3.2. Future Directions
3.2.1. Active Immunization
3.2.2. Monoclonal Antibodies
3.2.3. Immune Modulation
3.2.4. Gene Therapy
3.2.5. Targeted Protein Degradation Therapies
3.2.6. Stem Cell Therapies
4. Concluding Remarks: Challenges in the Quest for a Cure for Prion Diseases
- The low incidence of prion disease (about 1–2/1 million persons or 5/1 million persons aged over 65) poses serious difficulties in designing clinical trials. This could be overcome by optimizing the exchange of information between researchers and clinicians and sharing diagnostic tools and protocols, thereby facilitating data collection and recruitment of subjects [177].
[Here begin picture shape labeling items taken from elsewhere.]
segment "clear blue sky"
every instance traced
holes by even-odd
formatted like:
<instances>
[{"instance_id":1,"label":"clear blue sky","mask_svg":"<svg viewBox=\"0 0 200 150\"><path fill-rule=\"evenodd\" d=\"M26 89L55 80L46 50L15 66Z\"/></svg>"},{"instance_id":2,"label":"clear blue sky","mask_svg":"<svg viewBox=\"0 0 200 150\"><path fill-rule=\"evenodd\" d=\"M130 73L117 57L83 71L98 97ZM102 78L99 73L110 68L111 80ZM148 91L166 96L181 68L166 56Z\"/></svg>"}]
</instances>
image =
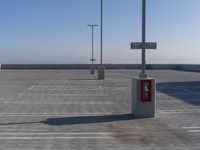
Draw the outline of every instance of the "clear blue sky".
<instances>
[{"instance_id":1,"label":"clear blue sky","mask_svg":"<svg viewBox=\"0 0 200 150\"><path fill-rule=\"evenodd\" d=\"M104 0L104 63L140 63L141 1ZM147 0L147 63L200 63L200 0ZM0 63L89 63L100 0L0 0ZM99 62L100 27L95 29Z\"/></svg>"}]
</instances>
- The first clinical signs appear late in the disease course when degeneration is already quite advanced. In addition, the clinical presentation being unspecific, diagnosing CJD can be quite challenging and time-consuming, aided by the rapid, sometimes fulminant course to akinetic mutism and death in a few months.
- We still lack specific markers that could be used as primary endpoints in clinical trials. To date, most of the trials were considered successful if they prolonged life, but the disease duration varies naturally in the various genetic subtypes. Moreover, given the expanding area of stem cell and organ/tissue transplantation, the need for testing donors with reliable markers for asymptomatic prion disease is even more stringent to avoid iatrogenic transmission.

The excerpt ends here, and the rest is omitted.